Singapore | Wed, August 8, 2018 | 11:25 am
Singapore uproar over store selling ivory jewellery Tokyo Customs and WWF Japan launched a campaign to warn foreign visitors about traveling with souvenirs made from ivory, notifying them that it is illegal to depart with such products. (Shutterstock/iploydoy)

A Singapore online store selling ivory jewellery has sparked uproar, with an animal rights group Tuesday slamming the shop for offering products made from "tortured" elephants.

Ivory Lane offers earrings for Sg$160 ($120) and necklaces for Sg$800 ($585), and insists its products are made from ivory that was obtained before 1990, when an international ban on the trade began.

It is still legal in Singapore to export and import products made from ivory sourced before the ban took effect.
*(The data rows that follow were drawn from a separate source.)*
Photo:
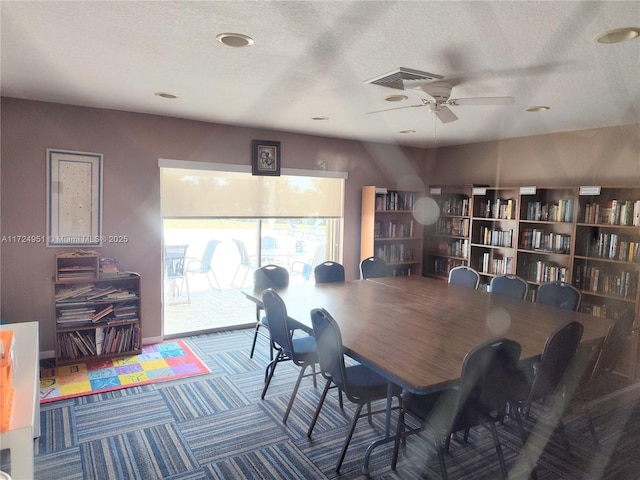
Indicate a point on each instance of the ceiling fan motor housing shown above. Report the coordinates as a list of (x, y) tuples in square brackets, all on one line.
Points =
[(439, 91)]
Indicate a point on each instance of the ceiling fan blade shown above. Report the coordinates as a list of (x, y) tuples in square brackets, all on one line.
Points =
[(482, 101), (445, 115), (397, 108)]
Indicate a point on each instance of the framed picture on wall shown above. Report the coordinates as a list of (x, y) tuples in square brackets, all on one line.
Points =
[(74, 198), (265, 157)]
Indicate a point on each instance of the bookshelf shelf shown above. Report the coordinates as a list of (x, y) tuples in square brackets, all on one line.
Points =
[(389, 230), (97, 317)]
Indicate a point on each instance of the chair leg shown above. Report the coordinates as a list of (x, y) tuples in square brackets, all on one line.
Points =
[(272, 367), (496, 441), (319, 407), (295, 391), (348, 439)]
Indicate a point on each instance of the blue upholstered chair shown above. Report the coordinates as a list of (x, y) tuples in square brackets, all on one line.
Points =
[(479, 398), (465, 276), (373, 267), (269, 276), (329, 272), (300, 350), (559, 294), (360, 384), (509, 286)]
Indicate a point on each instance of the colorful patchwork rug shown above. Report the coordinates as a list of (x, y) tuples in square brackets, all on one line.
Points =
[(159, 362)]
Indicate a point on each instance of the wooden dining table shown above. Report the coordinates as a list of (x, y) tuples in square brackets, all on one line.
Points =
[(417, 330)]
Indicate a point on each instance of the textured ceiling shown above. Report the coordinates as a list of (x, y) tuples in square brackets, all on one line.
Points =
[(312, 59)]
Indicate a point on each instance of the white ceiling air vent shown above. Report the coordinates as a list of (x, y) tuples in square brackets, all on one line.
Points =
[(396, 78)]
The shop's Facebook page shows a picture of women wearing the items, with the message: "Ivory is a secret desire for most girls."

But consumers in the affluent city-state reacted with outrage, flooding the store's page with hundreds of angry comments and demanding its closure. The demand for ivory, particularly in Asia, has contributed significantly to the decline in elephant populations worldwide.

"This is an outrageous business! You are creating demand for a product made from a terrible human practice!" Facebook user Laura Goddard wrote on Ivory Lane's page on the social networking site.

Jason Baker, a spokesman for campaign group People for the Ethical Treatment of Animals (PETA), questioned who would want to collect "fragments of a tortured, dead elephant".

"Vintage ivory sends the same, unacceptable message as new ivory -- that it is ok to maim and kill animals for the sake of vanity," he told AFP.

In a statement issued Monday, Ivory Lane's owner Ivy Chng noted the "unhappiness" online but insisted that the ivory she was selling was "completely legal" in Singapore.

"We only offer the purest form of ivory, sourced from the natural environments of central Africa," she said.